After establishing that ELO loses to the market overall, we asked what felt like a clever question: sure, ELO is worse on average, but does it know anything the market doesn't?
Picture it like this. Your friend is terrible at restaurant recommendations overall. But every time they say "the carbonara here is amazing," the carbonara is actually amazing. You wouldn't trust their general judgment, but you'd trust the specific signal. That's what we were looking for — the carbonara.
The test: a Bradley-Terry residual model.
logit(P_win) = logit(P_market) + β × elo_residualβ > 0 means ELO sees something the market misses. β = 0 means noise. β < 0 means the market is right and ELO's "insights" are actively misleading.
We ran it on 617 games with precise moneyline odds:
| Metric | Value |
|---|---|
| β coefficient | +0.218 |
| p-value (Wald) | 0.181 |
| Permutation Test p | 0.184 |
| OOS Brier vs Market | +0.312%pt worse |
Positive β. Not significant, but positive. This is the sports analytics equivalent of finding a $20 bill on the sidewalk and thinking "maybe I should start a metal detecting business." The rational response is "interesting but inconclusive." Our actual response was "GET MORE DATA."
So we expanded to 3,444 games using point spreads converted to probabilities. The conversion was legit — probit σ=13.0, validated at r=0.996 against the moneyline subset. No methodological shortcuts.
With 5.6x more data, the picture became clearer:
| Metric | 617 Games | 3,444 Games |
|---|---|---|
| β coefficient | +0.218 | -0.126 |
| Permutation p | 0.184 | 0.256 |
| AIC best model | — | Baseline (no ELO) |
The sign flipped. Our promising +0.218 became -0.126. The $20 bill on the sidewalk was a receipt.
This is the small-sample trap doing what it does best. You find a pattern on limited data, you get excited, and with real statistical power it vanishes — or worse, reverses. If we'd stopped at 617 games and built a trading system around β = +0.218, we'd have been betting on a ghost. The only thing separating us from that mistake was stubbornness about sample sizes.
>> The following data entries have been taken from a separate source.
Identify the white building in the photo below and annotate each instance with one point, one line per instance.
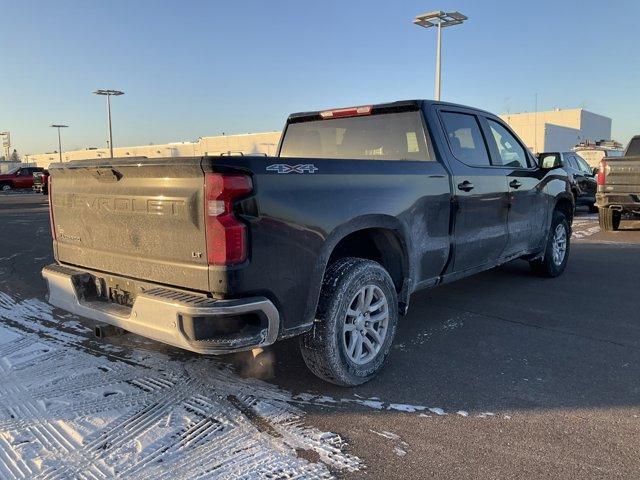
(558, 130)
(250, 143)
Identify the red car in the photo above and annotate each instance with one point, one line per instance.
(22, 177)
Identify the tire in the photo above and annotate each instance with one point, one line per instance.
(609, 219)
(330, 349)
(555, 258)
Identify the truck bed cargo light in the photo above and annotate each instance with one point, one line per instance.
(347, 112)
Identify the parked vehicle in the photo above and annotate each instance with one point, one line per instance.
(19, 178)
(41, 182)
(360, 208)
(581, 176)
(618, 193)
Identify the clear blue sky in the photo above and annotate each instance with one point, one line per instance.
(195, 68)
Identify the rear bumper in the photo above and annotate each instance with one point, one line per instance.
(169, 316)
(622, 202)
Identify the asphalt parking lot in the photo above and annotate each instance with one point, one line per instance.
(501, 375)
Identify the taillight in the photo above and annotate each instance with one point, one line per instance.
(226, 235)
(53, 225)
(346, 112)
(602, 174)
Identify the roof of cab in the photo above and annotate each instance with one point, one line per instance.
(391, 107)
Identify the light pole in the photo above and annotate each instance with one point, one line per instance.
(439, 19)
(59, 139)
(6, 144)
(109, 94)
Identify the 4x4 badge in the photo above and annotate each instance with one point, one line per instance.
(284, 168)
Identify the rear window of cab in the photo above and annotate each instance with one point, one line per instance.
(388, 136)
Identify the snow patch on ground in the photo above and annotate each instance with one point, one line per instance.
(66, 411)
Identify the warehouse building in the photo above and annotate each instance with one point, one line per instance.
(558, 130)
(251, 143)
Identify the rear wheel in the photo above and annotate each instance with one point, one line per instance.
(556, 254)
(609, 219)
(355, 323)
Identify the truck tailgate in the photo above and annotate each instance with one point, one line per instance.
(139, 219)
(622, 176)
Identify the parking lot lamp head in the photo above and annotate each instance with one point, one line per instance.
(109, 93)
(440, 20)
(59, 126)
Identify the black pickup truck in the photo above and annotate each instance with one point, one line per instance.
(618, 193)
(327, 240)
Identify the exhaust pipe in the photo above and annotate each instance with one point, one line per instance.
(104, 330)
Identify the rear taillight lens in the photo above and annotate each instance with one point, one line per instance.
(602, 173)
(226, 235)
(53, 225)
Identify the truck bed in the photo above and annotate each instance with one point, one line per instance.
(127, 217)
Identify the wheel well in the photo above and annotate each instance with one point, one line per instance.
(378, 244)
(565, 206)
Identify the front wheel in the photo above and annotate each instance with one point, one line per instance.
(556, 254)
(355, 323)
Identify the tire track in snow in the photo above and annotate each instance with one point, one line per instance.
(82, 416)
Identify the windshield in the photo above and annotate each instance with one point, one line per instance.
(391, 136)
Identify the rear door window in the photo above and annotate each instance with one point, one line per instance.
(548, 160)
(465, 138)
(511, 152)
(582, 165)
(388, 136)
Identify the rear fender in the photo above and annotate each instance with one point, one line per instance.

Three model variations, because when something dies you check for a pulse three times:
| Model | Description | Key p-value | AIC vs Baseline |
|---|---|---|---|
| Linear | logit(P) = logit(market) + β·δ | p > 0.10 | Worse |
| Quadratic | + β²·δ² | Both p > 0.10 | Worse |
| Full | α + β₁·logit(market) + β₂·δ | ELO p > 0.10 | Worse |
All dead. The best model is the one that pretends ELO doesn't exist, which is becoming a recurring theme around here.
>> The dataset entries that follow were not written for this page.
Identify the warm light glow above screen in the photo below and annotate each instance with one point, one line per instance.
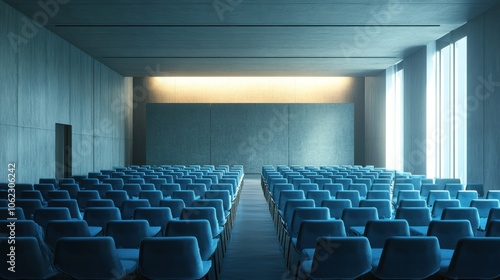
(252, 89)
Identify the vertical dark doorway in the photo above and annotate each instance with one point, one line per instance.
(63, 151)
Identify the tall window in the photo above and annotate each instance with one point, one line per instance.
(394, 117)
(447, 113)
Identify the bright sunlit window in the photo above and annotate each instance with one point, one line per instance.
(447, 114)
(394, 117)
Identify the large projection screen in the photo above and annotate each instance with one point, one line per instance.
(250, 134)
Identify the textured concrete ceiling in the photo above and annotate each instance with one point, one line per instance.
(250, 37)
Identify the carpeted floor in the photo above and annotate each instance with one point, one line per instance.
(253, 251)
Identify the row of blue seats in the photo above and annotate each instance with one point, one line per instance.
(303, 213)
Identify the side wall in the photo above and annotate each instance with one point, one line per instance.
(483, 89)
(44, 80)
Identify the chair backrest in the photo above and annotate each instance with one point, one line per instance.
(71, 204)
(378, 194)
(171, 258)
(437, 194)
(311, 230)
(341, 258)
(153, 196)
(100, 203)
(197, 228)
(333, 188)
(466, 197)
(132, 190)
(407, 257)
(440, 205)
(30, 261)
(358, 216)
(29, 206)
(378, 231)
(454, 188)
(186, 195)
(84, 195)
(289, 194)
(449, 232)
(100, 216)
(118, 196)
(215, 203)
(175, 205)
(301, 214)
(89, 258)
(336, 206)
(475, 258)
(416, 216)
(127, 233)
(493, 229)
(476, 187)
(128, 207)
(43, 215)
(206, 213)
(352, 195)
(71, 228)
(156, 216)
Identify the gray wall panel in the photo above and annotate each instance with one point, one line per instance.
(321, 134)
(178, 133)
(249, 134)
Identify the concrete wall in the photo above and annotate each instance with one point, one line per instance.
(483, 88)
(273, 91)
(250, 134)
(43, 81)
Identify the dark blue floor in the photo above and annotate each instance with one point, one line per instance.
(254, 251)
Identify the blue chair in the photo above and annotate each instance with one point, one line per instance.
(483, 207)
(358, 217)
(129, 206)
(378, 194)
(449, 232)
(30, 261)
(57, 229)
(440, 205)
(377, 232)
(100, 216)
(43, 215)
(333, 188)
(117, 196)
(465, 197)
(406, 257)
(454, 188)
(474, 258)
(352, 195)
(153, 197)
(416, 216)
(156, 216)
(338, 258)
(91, 258)
(336, 207)
(29, 206)
(172, 258)
(71, 204)
(384, 207)
(187, 196)
(462, 213)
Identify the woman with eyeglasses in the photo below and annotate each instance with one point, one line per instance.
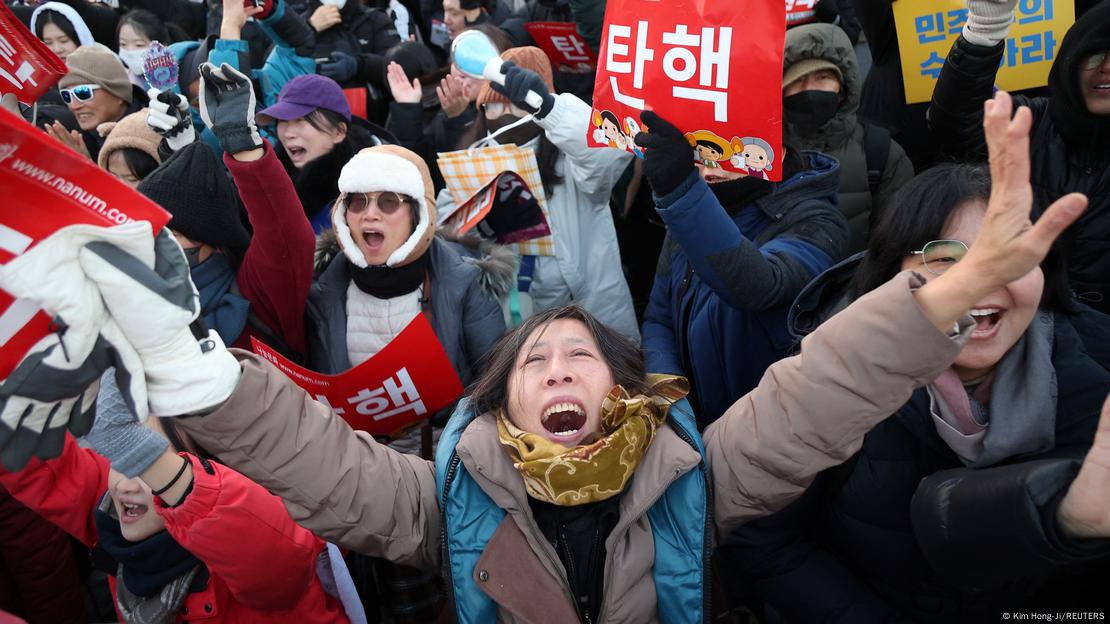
(97, 90)
(951, 510)
(1071, 130)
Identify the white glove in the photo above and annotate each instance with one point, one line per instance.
(988, 21)
(154, 304)
(168, 114)
(54, 386)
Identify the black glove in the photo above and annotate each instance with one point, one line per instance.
(228, 108)
(342, 67)
(518, 81)
(668, 158)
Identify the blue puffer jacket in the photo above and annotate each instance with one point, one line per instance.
(680, 521)
(726, 279)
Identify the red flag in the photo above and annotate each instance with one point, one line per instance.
(713, 69)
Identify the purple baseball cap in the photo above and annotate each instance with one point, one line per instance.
(304, 94)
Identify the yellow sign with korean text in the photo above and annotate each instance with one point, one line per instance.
(927, 29)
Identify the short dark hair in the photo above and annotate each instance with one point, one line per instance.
(625, 360)
(917, 214)
(147, 23)
(59, 20)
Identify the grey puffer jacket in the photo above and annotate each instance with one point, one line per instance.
(465, 313)
(843, 137)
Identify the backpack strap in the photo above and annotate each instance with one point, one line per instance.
(877, 152)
During the internal review, Raj argued for expanding the data (done), Tomas argued we should've quit two experiments ago (noted, as usual), and Sora proposed three creative alternatives that all died for the same reason: not enough data to test them properly. The creative ones always go out in the most frustrating way.
To be fair to ELO: it picks NBA winners about 63% of the time. That's genuinely decent. It's just that the market picks them better, and — crucially — ELO doesn't know anything the market doesn't already know. Our friend doesn't have a carbonara call. They're just... a worse version of Yelp.
Research direction shifts to structural features next. Schedule fatigue, travel, back-to-backs. Maybe the market misses something in the logistics, even if it nails the ratings. Or maybe we're about to add another resident to the graveyard.
Disclaimer: This content is for informational and educational purposes only. Nothing here constitutes financial or investment advice.